Sunday, November 16, 2014

Universal Atonement in the Early Church

In spite of recent revisionist attempts to portray Limited Atonement (Particular Redemption) as being the theology of the early Church[1], the evidence for Christ dying for all men, not just individuals within all ethnic groups, is all over the literature of both Scripture and early Christianity. As one representative example, take Eusebius of Caesarea in his “Oration on the Thirtieth Anniversary of Constantine’s Reign” (Migne, Patrologia Graeca: 20, 1315-51, translated by Hugo Rahner, Church and State in Early Christianity [Ignatius, 1992], p. 126):

[God the Father’s] pre-existent, only begotten Word, he who is in all, before all, and after all, intercedes with him for the salvation of all.

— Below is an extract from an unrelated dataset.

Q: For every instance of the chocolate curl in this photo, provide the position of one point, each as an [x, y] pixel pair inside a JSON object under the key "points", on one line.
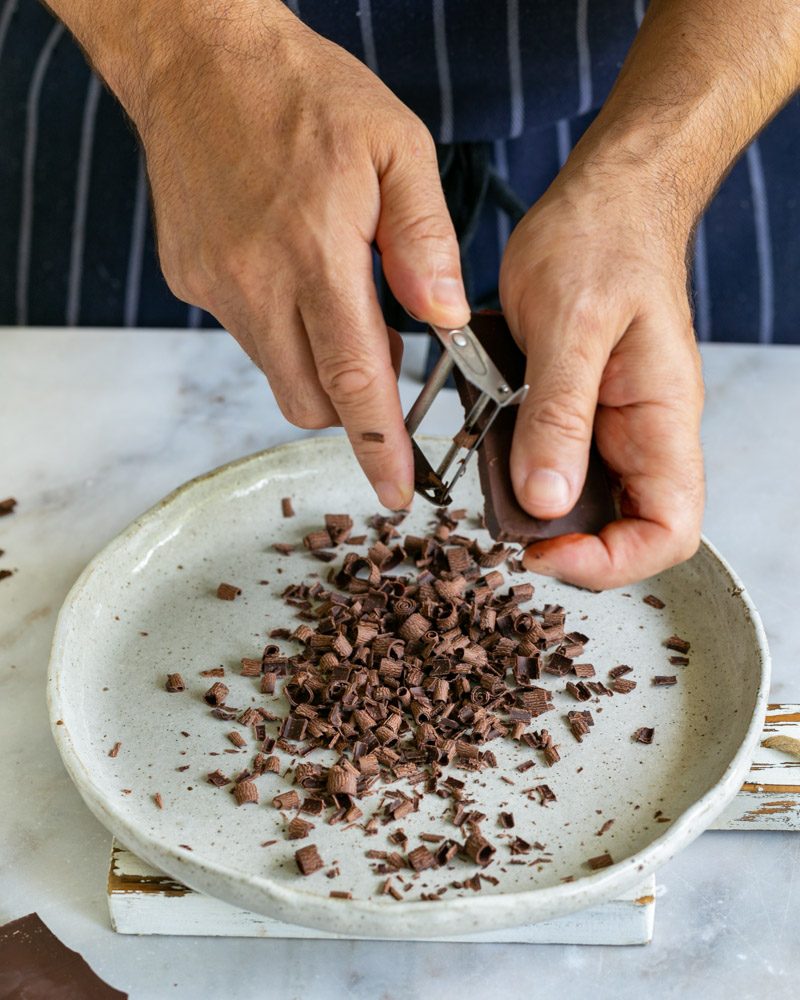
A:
{"points": [[478, 848], [342, 781], [216, 694], [244, 792]]}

Christ died for all men and intercedes for all men, not just a select few based on an arbitrary decision in the eternal past by God just to display his justice while actively (or passively; there is an internal debate within Calvinism about this) reprobating the rest of humanity. Such is not biblical, but Satanical (cf. Gal 1:6-9).


[1] For a thorough refutation of Reformed understandings of Christ’s atonement, see Darrin W. Snyder Belousek, Atonement, Justice and Peace: The Message of the Cross and the Mission of the Church (Grand Rapids, Mich.: Eerdmans, 2012).